LA ELECCIÓN DE GULLERMO

Por Carmen del Caño. Periodista.

Cuando Guillermo entró en su casa a la vuelta del trabajo se quedó unos segundos quieto en la entrada disfrutando del olor que venía de la cocina. Una catarata de recuerdos llegaron a su mente: las galletas de mantequilla de su abuela, las magdalenas y el insuperable bizcocho de su madre. Todo aquello había desaparecido hacía tiempo, sin embargo, gracias a Colette, su nueva mujer, volvía a evocar muchos recuerdos.

La conoció por casualidad en uno de sus frecuentes viajes a Europa. Le habían hablado de una pequeña patisserie en un minúsculo pueblo cerca de la frontera entre Francia y Suiza y hasta allí se encaminó, para descubrir si esa pastelería podría formar parte de la cadena que poseía y ser una más de su holding. Quiso ir él personalmente sin esperar a su abogado ni a los directivos que le acompañaban.

Preguntó por el propietario. Apareció entonces desde la trastienda una joven con las manos y la cara manchadas de harina. Parecía enfadada, le miró y le preguntó qué deseaba. Guillermo se presentó y amablemente le dijo que quería ver al dueño del negocio. Colette le contestó: “Es mi madre”, sonrió y se marchó por donde había venido. Instantes después llegó la propietaria, Marie, una mujer madura que conservaba su belleza a pesar de sus 48 años. No engañaba su aparente sencillez pues se atisbaba una elegancia innata en sus gestos que la confería un atractivo difícil de evitar.

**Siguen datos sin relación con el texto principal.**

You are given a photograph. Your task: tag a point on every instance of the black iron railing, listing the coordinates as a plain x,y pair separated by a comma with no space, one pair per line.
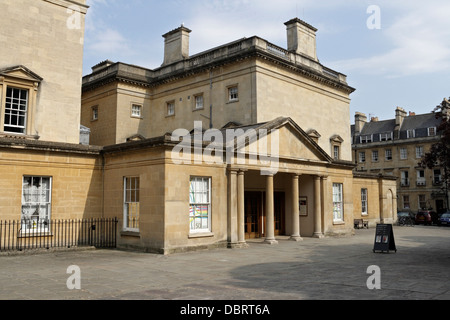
31,234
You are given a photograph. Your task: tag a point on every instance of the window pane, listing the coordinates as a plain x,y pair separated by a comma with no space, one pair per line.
36,202
131,203
199,208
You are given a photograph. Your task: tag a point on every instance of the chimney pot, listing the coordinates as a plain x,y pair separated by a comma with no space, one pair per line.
176,45
301,38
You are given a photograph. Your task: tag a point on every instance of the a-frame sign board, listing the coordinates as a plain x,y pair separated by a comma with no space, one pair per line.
384,238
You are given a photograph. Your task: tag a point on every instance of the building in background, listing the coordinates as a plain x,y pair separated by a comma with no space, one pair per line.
395,147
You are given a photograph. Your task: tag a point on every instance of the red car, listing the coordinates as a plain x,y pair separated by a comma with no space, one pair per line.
426,217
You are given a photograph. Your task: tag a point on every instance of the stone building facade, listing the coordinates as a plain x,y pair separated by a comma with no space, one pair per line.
245,86
207,150
395,147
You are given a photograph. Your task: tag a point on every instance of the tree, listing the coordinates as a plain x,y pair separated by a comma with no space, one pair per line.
439,154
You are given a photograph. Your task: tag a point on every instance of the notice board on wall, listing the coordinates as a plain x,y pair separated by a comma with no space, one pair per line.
384,238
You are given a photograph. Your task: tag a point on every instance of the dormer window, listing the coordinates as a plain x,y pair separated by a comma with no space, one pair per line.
336,142
366,139
386,136
410,133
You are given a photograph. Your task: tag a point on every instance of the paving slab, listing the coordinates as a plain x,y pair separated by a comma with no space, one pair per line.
312,269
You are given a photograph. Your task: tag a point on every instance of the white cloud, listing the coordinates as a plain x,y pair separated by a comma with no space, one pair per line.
417,41
108,41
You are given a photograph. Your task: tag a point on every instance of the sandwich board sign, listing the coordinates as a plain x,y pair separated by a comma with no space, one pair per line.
384,238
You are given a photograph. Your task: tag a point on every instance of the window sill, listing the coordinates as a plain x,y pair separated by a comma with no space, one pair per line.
200,235
130,233
14,135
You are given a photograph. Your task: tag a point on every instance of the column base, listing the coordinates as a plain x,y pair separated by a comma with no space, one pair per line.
237,245
242,245
318,235
270,241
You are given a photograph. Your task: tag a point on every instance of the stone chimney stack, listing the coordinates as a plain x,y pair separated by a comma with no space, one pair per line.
301,38
446,109
176,45
360,121
400,115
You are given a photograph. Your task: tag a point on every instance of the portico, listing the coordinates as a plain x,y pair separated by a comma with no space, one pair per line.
268,206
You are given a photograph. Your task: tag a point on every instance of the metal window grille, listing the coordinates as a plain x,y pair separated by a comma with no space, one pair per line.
95,232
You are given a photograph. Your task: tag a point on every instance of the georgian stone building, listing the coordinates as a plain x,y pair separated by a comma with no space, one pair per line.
249,84
395,147
207,150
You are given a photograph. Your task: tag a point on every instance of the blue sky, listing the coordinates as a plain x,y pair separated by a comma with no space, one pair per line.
404,62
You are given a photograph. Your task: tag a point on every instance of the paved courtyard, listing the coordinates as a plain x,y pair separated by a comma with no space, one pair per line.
314,269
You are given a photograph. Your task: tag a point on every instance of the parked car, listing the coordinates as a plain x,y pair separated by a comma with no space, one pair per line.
444,219
426,217
405,218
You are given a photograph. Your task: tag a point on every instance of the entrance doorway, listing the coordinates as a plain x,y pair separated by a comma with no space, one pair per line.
440,208
255,217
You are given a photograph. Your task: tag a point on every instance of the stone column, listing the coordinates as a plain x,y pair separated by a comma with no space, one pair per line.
270,227
232,232
295,210
241,210
317,209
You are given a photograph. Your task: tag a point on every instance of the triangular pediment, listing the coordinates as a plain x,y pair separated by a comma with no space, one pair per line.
289,139
20,72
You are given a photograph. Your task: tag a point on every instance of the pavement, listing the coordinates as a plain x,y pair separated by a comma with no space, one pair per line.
312,269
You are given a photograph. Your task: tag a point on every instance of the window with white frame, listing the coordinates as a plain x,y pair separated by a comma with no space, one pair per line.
338,209
375,155
365,139
403,153
363,201
198,100
437,176
406,204
336,152
420,177
16,108
94,113
404,178
170,108
388,153
200,204
386,136
136,110
422,201
131,205
362,157
419,152
36,202
233,94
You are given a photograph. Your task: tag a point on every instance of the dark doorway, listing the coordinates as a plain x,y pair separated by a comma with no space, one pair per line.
255,219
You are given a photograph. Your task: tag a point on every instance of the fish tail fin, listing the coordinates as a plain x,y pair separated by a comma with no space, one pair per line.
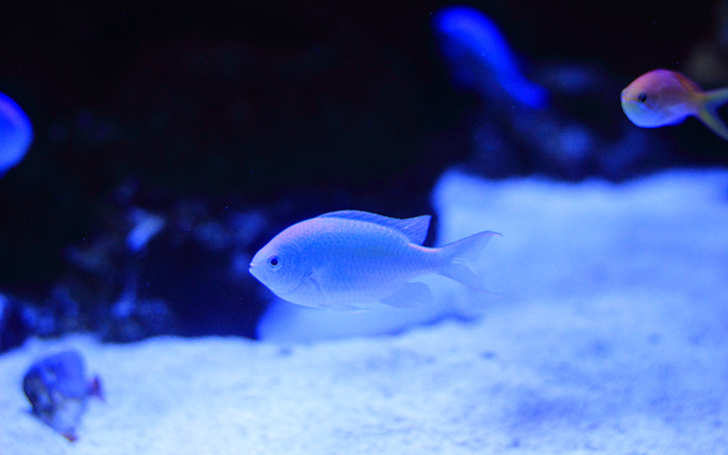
708,113
457,252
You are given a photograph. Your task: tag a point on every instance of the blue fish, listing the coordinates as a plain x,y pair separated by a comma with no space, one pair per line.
16,134
348,260
481,55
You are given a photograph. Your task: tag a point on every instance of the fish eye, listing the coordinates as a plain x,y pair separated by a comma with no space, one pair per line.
275,262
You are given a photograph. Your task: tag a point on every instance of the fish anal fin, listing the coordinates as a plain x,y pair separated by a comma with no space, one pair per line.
410,295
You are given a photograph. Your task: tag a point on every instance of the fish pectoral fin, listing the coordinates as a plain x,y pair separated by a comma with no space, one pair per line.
410,295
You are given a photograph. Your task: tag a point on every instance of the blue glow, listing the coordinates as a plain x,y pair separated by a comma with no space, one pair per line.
16,134
479,55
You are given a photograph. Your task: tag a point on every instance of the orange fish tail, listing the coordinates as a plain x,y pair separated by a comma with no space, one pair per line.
708,113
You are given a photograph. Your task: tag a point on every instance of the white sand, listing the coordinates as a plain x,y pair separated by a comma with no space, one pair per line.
610,338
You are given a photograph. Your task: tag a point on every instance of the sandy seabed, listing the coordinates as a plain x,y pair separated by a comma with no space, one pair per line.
609,335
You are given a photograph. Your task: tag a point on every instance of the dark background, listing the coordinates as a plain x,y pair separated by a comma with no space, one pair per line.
290,107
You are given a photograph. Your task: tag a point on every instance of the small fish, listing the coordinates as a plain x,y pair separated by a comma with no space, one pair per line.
16,134
348,260
664,97
57,388
480,55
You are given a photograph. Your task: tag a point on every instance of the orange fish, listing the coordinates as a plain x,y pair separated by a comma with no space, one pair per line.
664,97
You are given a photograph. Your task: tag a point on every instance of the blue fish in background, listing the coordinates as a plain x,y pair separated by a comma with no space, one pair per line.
16,134
481,58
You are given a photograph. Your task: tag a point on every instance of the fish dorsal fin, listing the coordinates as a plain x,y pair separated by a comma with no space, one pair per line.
415,229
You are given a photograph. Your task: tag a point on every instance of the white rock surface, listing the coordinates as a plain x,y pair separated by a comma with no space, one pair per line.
609,336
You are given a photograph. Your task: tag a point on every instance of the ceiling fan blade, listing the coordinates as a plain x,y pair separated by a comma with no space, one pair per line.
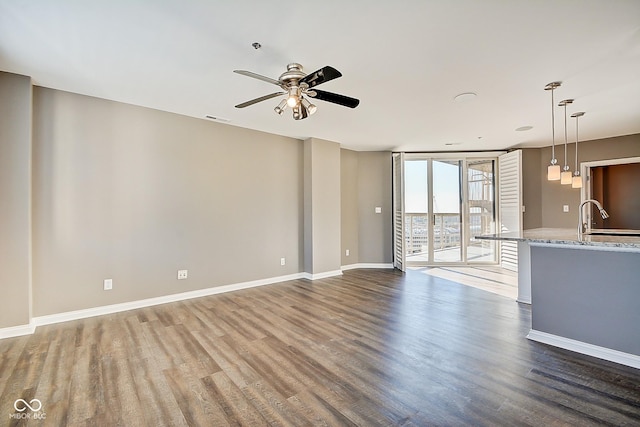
320,76
258,76
335,98
262,98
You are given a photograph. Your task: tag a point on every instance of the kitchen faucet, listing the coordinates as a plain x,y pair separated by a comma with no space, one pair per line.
582,226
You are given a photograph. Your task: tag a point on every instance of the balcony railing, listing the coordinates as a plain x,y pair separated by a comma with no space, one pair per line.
446,230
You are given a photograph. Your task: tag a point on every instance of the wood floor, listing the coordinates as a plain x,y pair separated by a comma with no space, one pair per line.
370,348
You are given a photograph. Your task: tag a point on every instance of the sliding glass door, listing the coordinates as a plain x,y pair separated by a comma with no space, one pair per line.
446,202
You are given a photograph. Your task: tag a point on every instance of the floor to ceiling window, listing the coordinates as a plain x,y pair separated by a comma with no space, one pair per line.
441,203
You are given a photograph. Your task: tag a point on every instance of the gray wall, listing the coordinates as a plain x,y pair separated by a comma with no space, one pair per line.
349,200
321,206
15,199
135,194
374,190
365,185
555,195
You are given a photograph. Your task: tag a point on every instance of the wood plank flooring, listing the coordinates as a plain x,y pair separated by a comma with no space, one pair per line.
370,348
489,278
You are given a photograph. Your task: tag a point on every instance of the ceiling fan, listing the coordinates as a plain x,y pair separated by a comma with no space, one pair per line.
298,86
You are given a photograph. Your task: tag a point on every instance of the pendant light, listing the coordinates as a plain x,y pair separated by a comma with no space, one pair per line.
553,171
576,181
565,176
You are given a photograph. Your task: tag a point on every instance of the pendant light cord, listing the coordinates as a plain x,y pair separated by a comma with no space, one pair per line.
566,166
553,129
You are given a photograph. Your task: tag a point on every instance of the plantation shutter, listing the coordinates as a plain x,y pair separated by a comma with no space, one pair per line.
398,212
510,203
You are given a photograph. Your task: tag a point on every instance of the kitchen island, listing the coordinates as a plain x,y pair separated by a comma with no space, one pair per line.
584,290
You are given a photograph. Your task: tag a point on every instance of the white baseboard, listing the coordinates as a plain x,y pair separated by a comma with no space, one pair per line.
116,308
323,275
365,265
585,348
17,331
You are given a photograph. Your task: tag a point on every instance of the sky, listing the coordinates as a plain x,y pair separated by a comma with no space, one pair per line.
446,187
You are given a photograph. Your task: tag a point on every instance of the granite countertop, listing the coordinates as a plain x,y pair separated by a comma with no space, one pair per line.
566,236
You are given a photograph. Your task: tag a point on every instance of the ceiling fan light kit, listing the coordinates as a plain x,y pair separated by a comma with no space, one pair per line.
297,88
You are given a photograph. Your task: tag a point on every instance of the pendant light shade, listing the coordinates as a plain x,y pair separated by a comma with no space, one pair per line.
553,171
576,181
566,177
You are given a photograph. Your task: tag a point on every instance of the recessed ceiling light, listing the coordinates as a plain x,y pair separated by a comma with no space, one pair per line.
465,97
218,119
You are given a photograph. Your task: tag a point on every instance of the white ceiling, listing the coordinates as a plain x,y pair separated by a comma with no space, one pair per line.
405,61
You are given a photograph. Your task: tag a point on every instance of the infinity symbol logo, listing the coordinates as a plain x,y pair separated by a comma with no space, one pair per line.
35,408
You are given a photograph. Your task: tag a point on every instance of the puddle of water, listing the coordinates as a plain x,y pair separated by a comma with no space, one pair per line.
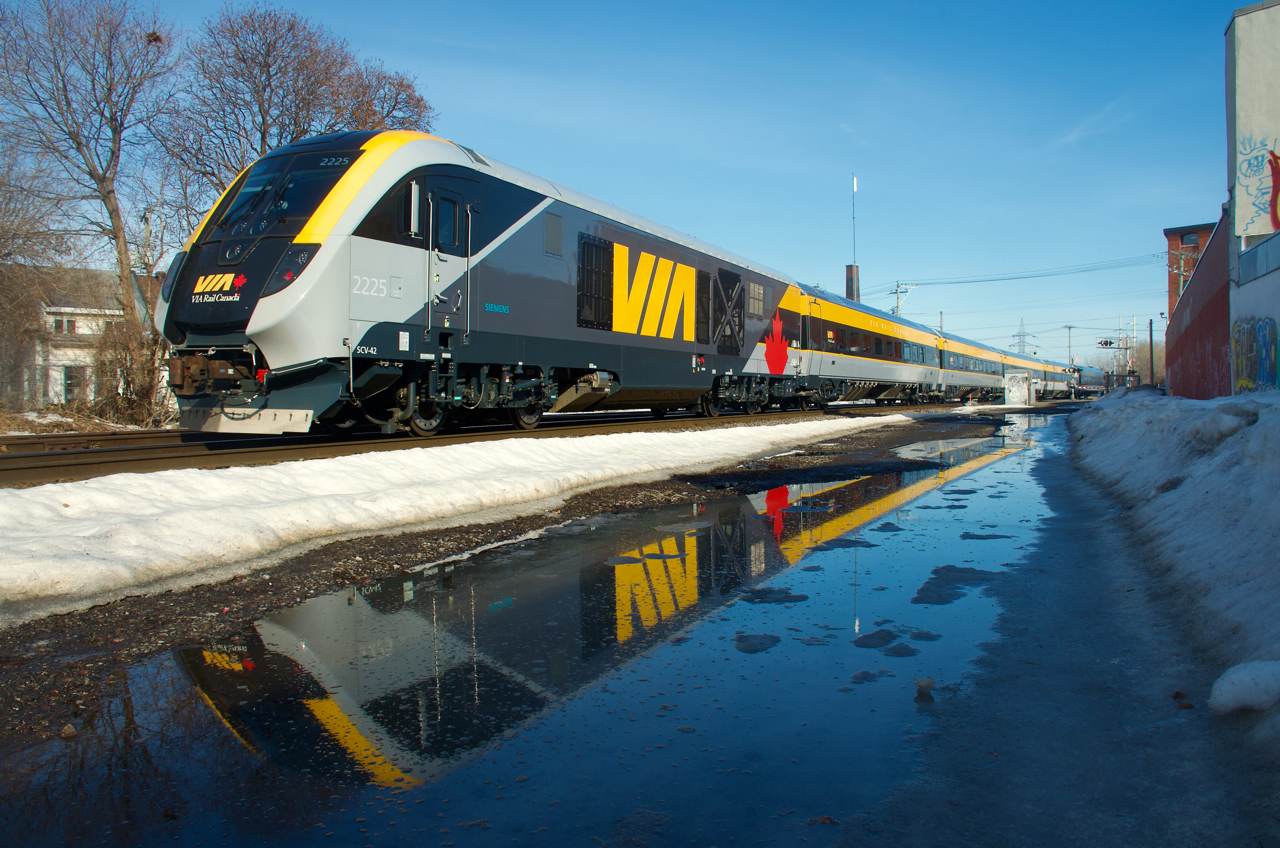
720,673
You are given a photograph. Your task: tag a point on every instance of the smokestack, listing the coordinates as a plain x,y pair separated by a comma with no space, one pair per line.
851,288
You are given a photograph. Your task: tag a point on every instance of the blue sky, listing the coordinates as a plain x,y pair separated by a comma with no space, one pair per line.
986,140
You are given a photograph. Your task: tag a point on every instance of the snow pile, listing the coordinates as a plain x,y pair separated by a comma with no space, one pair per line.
1249,685
71,545
50,418
1201,478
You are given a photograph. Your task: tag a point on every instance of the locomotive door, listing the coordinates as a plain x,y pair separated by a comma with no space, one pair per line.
818,352
453,213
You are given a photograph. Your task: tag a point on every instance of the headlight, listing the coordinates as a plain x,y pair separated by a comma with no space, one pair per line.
289,267
174,268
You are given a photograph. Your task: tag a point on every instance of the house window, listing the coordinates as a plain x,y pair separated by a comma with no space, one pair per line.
74,382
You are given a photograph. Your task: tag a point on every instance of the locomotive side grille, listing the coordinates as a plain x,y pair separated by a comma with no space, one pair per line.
594,282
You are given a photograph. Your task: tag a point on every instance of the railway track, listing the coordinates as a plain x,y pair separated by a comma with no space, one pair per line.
31,460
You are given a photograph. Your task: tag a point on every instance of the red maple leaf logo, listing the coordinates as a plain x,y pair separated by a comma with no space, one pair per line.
776,346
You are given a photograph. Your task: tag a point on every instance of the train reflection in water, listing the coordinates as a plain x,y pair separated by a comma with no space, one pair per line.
400,682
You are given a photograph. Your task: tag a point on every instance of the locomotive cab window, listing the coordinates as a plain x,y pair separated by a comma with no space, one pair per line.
447,223
396,218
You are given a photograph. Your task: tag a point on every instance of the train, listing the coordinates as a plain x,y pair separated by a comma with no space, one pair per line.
405,281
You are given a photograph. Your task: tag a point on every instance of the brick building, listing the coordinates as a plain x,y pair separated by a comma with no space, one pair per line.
1185,245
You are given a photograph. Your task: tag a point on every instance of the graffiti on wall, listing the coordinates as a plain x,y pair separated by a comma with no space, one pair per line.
1256,168
1253,354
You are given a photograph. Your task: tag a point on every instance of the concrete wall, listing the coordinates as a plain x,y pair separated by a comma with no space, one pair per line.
1255,308
1253,114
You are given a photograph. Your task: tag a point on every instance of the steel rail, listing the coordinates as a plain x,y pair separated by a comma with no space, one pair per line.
67,465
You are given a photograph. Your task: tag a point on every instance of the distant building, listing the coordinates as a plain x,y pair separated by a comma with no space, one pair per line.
51,336
1185,245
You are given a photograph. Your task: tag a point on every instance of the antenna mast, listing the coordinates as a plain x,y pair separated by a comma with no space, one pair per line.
853,288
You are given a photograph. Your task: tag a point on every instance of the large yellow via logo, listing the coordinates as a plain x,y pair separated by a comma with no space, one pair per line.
214,283
658,588
662,286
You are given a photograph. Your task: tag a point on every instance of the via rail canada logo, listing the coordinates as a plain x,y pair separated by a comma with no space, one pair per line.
210,288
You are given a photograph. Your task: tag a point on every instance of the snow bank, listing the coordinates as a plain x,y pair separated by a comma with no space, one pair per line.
71,545
1201,478
1249,685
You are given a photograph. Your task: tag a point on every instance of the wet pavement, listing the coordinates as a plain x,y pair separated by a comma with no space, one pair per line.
744,670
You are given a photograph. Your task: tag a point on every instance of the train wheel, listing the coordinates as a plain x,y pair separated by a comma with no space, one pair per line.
426,420
343,423
526,418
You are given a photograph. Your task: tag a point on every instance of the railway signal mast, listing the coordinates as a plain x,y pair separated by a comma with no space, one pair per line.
853,290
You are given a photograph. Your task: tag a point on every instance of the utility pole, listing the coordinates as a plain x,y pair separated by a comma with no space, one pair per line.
899,290
1151,346
1020,336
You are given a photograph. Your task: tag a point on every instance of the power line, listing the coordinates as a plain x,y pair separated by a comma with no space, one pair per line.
1111,264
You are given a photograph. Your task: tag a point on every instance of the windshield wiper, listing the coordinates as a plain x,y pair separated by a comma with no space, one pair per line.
248,208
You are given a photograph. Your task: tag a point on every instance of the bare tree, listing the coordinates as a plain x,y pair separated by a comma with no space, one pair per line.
32,226
83,78
261,78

Veinte días duraron las negociaciones para la compra de la pastelería y durante ese periodo la relación entre Guillermo y Marie fue cordial. No así la  que mantuvo con Colette, quien vió en Guillermo el príncipe azul que venía a rescatarla de aquel pequeño pueblo que la ahogaba.

Fue una boda rápida pero con todo el boato de este tipo de eventos como requieren los cánones de su clase social. Durante 3 meses viajaron de un lado para otro. Para Guillermo fue una mezcla de negocios y placer. Para Colette, un sueño.

Iban a fijar su residencia en Barcelona, en Pedralbes, uno de los barrios más elegantes de la ciudad. Se trataba de un palacete que Guillermo había heredado de su familia y que había sido sometido a una reforma integral para instalar una gran cocina, único capricho de su nueva esposa. Y Guillermo se la dio: 50 metros cuadrados, cocina de gas industrial, doble horno pirolítico, despensa con termostato de temperatur, frigorífico para bebidas, otro para comida, arcón congelador, todo tipo de moldes de repostería guardados en los muebles de diseño y por supuesto una gran mesa que esperaban pronto llenar de hijos. Todos los electrodomésticos de alta gama y elementos decorativos en madera rústica para dar calidez a la estancia.

Cuando Colette la vió se alegró de que no tuviera nada que ver con aquella donde amasaba los pasteles junto a su madre. Era perfecta. Este era su primer día instalada, así que quiso sorprender a su marido con los famosos pastelillos de Marie.

Y ahora él estaba allí de pié disfrutando del aroma de la canela, la crema tostada, el olor del chocolate caliente… Dio el primer bocado con los ojos cerrados y un segundo más tarde se dio cuenta de que algo no iba bien.

Había vuelto a equivocarse en la elección al casarse con la hija y no con la madre.